Referring to the composition of the narrative.

Delivered (παρέδοσαν)

Not necessarily excluding written traditions, but referring mainly to oral tradition. Note the distinction between the many who attempted to draw up a narrative and the eye-witnesses and ministers who handed down the facts.

From the beginning (ἀπ' ἀρχῆς)

The official beginning, the commencement of Jesus' ministry. Compare Acts 1:1, Acts 1:21, Acts 1:22; John 15:27.
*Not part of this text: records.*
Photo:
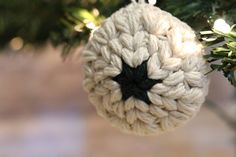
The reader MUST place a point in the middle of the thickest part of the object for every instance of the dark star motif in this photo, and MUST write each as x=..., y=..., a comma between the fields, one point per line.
x=135, y=82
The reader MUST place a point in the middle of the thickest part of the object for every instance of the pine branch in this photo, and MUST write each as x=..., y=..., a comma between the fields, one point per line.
x=222, y=58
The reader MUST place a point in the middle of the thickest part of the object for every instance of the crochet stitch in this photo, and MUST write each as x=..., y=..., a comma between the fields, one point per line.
x=144, y=70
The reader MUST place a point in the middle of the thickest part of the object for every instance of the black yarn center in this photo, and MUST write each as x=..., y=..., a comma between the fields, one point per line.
x=135, y=82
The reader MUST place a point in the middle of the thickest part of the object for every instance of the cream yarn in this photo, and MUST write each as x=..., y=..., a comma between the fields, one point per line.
x=137, y=33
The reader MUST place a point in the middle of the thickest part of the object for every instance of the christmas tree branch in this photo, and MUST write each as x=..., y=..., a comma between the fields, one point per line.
x=222, y=56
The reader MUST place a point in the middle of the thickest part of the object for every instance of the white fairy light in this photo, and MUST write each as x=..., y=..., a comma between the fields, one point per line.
x=221, y=26
x=152, y=2
x=91, y=25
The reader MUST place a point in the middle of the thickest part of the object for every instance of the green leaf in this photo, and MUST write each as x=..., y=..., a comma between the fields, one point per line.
x=232, y=46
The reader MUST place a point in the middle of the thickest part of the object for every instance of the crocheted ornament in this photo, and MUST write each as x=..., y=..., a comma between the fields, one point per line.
x=144, y=70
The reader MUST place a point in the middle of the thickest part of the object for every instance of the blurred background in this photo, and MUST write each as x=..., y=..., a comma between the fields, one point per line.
x=44, y=110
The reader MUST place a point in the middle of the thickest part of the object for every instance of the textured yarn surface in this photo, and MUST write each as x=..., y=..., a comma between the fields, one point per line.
x=144, y=70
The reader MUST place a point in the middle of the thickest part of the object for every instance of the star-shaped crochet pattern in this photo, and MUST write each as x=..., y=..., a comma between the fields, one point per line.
x=135, y=82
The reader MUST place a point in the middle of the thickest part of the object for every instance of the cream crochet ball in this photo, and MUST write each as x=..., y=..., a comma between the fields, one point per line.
x=144, y=70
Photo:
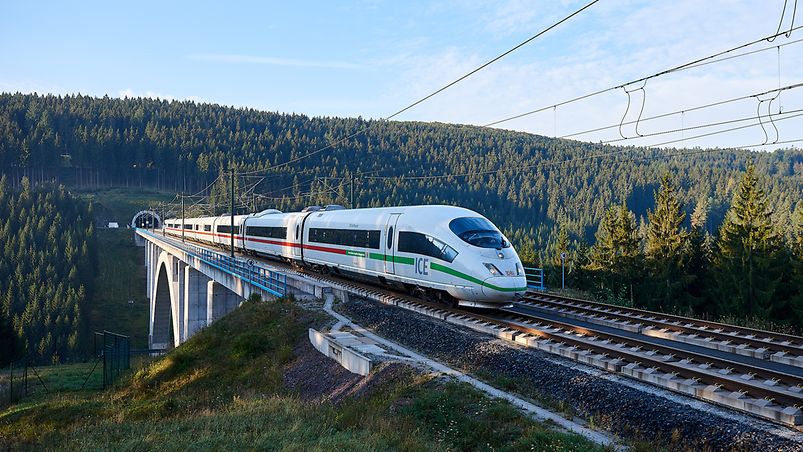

Eye-witnesses and ministers

Personal knowledge and practical experience were necessary elements of an apostle. Eye-witnesses (εὐτόπται). Only here in New Testament. Peter uses another word, ἐπόπται (2 Peter 1:16). Frequent in medical writers, of a personal examination of disease or of the parts of the body. Compare the modern medical term autopsy. Ministers (ὑπηρέται). See on Matthew 5:25. In medical language denoting the attendants or assistants of the principal physician.